Posted July. 27, 2017 07:25,
Updated July. 27, 2017 07:36
Despite continued media reports on North Korea’s possible launch of a medium- to long-range missile on July 27, the anniversary of the signing of the armistice agreement that ended the 1950-1953 Korean War, the Amnokgang Railroad Bridge linking North Korean city of Sinuiju and Dandong in China was busy with cargo trucks operating across the border. Although it seemed business as usual on the surface, there was an atmosphere of people being mindful about what was going on in the North.
“The Amnokgang Railroad Bridge is a key area where 70 percent of North Korea-China trade takes place,” said one South Korean citizen living in Dandong. “As China’s exports to the North are increasing despite the international sanctions, the trade will not likely be affected by (North Korea’s) missile launch.”
International news agency Reuters on Tuesday cited a U.S. defense official as saying that the United States had detected North Korea transporting equipment necessary for launching an intercontinental or intermediate-range ballistic missile, predicting a missile test-firing within several days. However, a North Korea source in Beijing told the Dong-A Ilbo that North Korean insiders say no written notification of a missile launch had been delivered from Pyongyang yet.

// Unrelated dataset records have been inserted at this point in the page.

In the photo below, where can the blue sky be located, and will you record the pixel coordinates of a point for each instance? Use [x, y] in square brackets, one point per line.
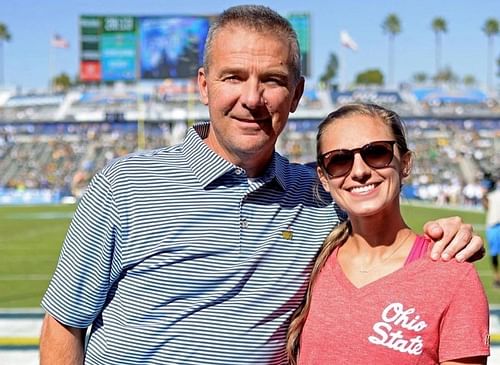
[29, 61]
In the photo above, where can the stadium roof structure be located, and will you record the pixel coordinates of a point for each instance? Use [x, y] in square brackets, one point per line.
[454, 96]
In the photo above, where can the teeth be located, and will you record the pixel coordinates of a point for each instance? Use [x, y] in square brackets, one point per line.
[363, 189]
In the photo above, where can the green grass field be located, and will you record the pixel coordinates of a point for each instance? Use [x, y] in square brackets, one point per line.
[31, 237]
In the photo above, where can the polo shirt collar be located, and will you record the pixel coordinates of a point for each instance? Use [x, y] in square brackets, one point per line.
[208, 166]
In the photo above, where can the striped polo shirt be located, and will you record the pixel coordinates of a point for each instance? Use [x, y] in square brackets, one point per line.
[175, 257]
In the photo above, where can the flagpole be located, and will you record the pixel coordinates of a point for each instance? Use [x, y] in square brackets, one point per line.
[51, 64]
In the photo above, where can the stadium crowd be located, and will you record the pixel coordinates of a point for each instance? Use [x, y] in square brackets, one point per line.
[58, 142]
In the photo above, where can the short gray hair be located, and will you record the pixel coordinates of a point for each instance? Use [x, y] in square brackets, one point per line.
[259, 18]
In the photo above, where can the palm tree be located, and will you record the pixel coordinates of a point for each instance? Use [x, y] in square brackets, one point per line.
[490, 28]
[439, 27]
[391, 26]
[4, 36]
[330, 71]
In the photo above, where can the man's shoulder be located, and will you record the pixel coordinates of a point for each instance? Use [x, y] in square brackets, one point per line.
[143, 160]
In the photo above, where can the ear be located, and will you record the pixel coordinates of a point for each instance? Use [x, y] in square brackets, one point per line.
[323, 179]
[406, 164]
[202, 85]
[299, 90]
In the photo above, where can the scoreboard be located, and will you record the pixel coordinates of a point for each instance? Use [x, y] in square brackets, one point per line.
[130, 48]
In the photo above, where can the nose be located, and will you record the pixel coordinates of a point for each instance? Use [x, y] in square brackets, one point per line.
[252, 94]
[360, 169]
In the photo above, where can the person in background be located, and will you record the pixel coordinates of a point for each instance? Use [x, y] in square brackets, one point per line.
[199, 253]
[491, 203]
[375, 297]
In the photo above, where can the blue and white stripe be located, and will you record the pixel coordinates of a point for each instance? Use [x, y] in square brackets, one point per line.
[175, 258]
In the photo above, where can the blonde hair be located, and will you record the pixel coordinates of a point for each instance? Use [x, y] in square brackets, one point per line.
[337, 237]
[261, 19]
[339, 234]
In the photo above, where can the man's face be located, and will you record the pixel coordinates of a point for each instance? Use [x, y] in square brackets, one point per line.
[250, 90]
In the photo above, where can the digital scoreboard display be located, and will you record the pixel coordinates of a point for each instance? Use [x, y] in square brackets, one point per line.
[129, 48]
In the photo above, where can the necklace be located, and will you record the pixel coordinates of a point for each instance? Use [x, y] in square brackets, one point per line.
[366, 271]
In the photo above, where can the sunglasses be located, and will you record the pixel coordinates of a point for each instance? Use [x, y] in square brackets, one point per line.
[338, 163]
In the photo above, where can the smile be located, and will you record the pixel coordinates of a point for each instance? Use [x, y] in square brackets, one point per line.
[362, 189]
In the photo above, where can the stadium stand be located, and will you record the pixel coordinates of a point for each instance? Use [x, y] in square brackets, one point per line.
[51, 144]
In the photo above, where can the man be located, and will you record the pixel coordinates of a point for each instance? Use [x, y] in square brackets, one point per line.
[199, 253]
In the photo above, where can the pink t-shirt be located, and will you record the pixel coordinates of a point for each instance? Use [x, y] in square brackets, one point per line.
[424, 313]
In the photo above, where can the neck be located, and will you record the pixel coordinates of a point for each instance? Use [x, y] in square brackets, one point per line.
[377, 231]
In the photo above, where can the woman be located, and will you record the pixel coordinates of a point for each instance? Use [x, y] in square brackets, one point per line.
[374, 296]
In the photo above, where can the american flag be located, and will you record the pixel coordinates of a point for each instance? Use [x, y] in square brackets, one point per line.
[59, 42]
[347, 41]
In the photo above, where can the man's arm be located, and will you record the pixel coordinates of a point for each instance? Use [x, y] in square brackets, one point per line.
[453, 238]
[60, 344]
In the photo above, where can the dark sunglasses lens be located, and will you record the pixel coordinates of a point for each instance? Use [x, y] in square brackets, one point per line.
[339, 163]
[378, 154]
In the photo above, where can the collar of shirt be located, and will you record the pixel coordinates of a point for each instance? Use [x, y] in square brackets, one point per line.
[208, 166]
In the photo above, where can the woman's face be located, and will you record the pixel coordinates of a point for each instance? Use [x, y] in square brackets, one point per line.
[363, 190]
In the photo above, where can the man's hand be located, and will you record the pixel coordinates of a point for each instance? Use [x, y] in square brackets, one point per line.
[454, 238]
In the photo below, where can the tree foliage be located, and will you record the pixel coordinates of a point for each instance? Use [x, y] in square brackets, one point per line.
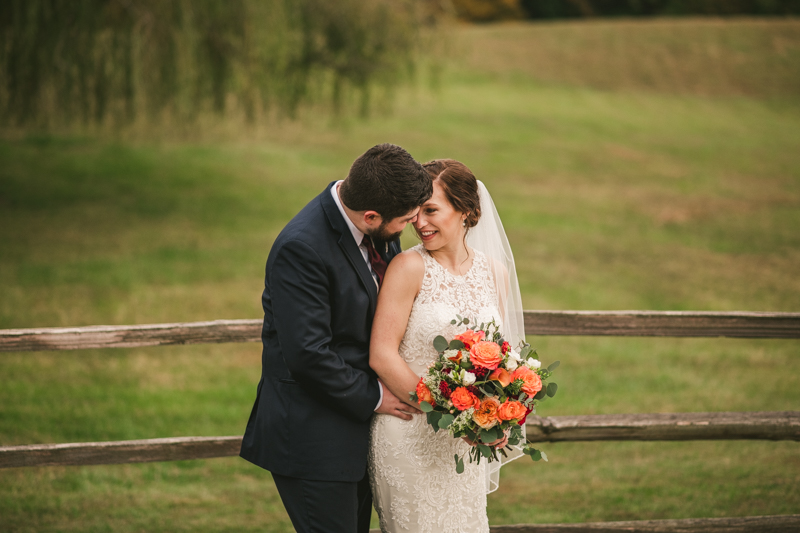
[111, 61]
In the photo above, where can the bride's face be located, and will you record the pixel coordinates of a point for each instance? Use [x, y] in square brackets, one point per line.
[438, 223]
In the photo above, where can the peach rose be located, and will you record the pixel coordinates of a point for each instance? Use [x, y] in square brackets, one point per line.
[470, 337]
[486, 414]
[424, 393]
[533, 383]
[485, 355]
[512, 410]
[501, 375]
[463, 399]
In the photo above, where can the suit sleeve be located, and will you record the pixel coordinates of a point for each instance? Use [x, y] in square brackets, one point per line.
[302, 314]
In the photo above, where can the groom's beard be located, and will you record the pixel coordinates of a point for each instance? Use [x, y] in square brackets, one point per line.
[380, 234]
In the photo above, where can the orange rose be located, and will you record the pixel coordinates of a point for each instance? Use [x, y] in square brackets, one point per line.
[463, 399]
[486, 414]
[456, 358]
[501, 375]
[511, 410]
[470, 337]
[533, 383]
[424, 393]
[485, 355]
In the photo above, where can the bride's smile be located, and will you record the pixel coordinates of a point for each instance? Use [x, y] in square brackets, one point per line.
[439, 225]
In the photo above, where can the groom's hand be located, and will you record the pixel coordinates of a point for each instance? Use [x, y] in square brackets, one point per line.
[391, 405]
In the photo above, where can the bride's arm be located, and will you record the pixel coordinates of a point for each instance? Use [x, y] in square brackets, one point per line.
[400, 286]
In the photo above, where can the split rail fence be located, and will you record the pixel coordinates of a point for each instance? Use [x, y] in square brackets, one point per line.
[778, 425]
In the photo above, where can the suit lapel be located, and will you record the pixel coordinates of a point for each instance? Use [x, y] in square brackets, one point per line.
[348, 245]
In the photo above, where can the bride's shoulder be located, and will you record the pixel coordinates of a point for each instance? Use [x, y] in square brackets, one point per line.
[406, 270]
[411, 259]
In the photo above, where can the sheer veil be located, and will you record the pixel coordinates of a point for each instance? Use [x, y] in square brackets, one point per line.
[489, 237]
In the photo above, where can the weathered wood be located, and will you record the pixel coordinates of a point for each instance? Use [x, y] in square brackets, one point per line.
[664, 324]
[619, 323]
[129, 336]
[116, 452]
[772, 425]
[761, 524]
[783, 425]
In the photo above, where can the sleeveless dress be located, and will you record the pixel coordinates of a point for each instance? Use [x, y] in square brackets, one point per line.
[415, 486]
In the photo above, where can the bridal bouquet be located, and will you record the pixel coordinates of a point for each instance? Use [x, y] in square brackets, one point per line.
[481, 388]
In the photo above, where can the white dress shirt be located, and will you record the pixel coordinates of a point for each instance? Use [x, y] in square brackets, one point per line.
[358, 236]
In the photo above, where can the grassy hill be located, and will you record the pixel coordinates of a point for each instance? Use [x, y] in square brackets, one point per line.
[615, 196]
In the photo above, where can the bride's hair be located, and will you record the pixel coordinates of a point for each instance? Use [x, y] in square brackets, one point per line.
[459, 185]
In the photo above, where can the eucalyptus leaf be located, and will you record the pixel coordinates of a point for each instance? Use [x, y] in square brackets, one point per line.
[440, 343]
[488, 435]
[485, 450]
[433, 419]
[456, 344]
[446, 420]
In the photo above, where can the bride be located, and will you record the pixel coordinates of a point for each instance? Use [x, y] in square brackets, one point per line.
[463, 266]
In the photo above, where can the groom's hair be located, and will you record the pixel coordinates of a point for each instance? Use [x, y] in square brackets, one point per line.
[388, 180]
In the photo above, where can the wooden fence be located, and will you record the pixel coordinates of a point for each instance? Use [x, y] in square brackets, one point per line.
[782, 425]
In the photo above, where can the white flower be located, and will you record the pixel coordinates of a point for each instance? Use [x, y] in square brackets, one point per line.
[513, 360]
[451, 353]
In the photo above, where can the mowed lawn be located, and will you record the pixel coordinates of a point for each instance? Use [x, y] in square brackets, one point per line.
[628, 197]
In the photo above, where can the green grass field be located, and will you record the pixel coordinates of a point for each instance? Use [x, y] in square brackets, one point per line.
[625, 197]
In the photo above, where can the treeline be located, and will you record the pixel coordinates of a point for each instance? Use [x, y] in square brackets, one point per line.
[112, 62]
[485, 10]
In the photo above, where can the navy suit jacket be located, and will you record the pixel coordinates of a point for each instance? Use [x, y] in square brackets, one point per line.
[317, 392]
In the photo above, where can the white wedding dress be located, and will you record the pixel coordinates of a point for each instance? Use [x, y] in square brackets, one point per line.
[415, 486]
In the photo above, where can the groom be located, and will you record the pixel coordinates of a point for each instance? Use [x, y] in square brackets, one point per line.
[310, 423]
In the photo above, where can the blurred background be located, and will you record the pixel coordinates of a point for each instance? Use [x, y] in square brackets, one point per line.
[643, 154]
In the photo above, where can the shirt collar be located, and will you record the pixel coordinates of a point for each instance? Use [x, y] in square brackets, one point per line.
[358, 235]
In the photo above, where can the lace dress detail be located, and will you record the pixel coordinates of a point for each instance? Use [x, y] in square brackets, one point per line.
[414, 481]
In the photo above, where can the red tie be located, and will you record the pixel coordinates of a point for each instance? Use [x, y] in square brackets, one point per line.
[375, 259]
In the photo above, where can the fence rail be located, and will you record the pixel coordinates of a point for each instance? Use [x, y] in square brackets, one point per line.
[780, 425]
[617, 323]
[761, 524]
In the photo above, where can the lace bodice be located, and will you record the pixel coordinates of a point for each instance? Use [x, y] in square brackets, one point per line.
[414, 480]
[444, 295]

The U.S. government and Congress have declared stronger pressures on Beijing and Pyongyang. Susan Thornton, acting assistant secretary of state for East Asian and Pacific affairs, told the Senate Foreign Relations subcommittee that the Department of State will soon announce a bill calling for stepping up individuals and entities that aid North Korea's missile and nuclear programs, including those in China. On the same day, the U.S. House of Representatives passed a package of sanctions against Russia, Iran and North Korea.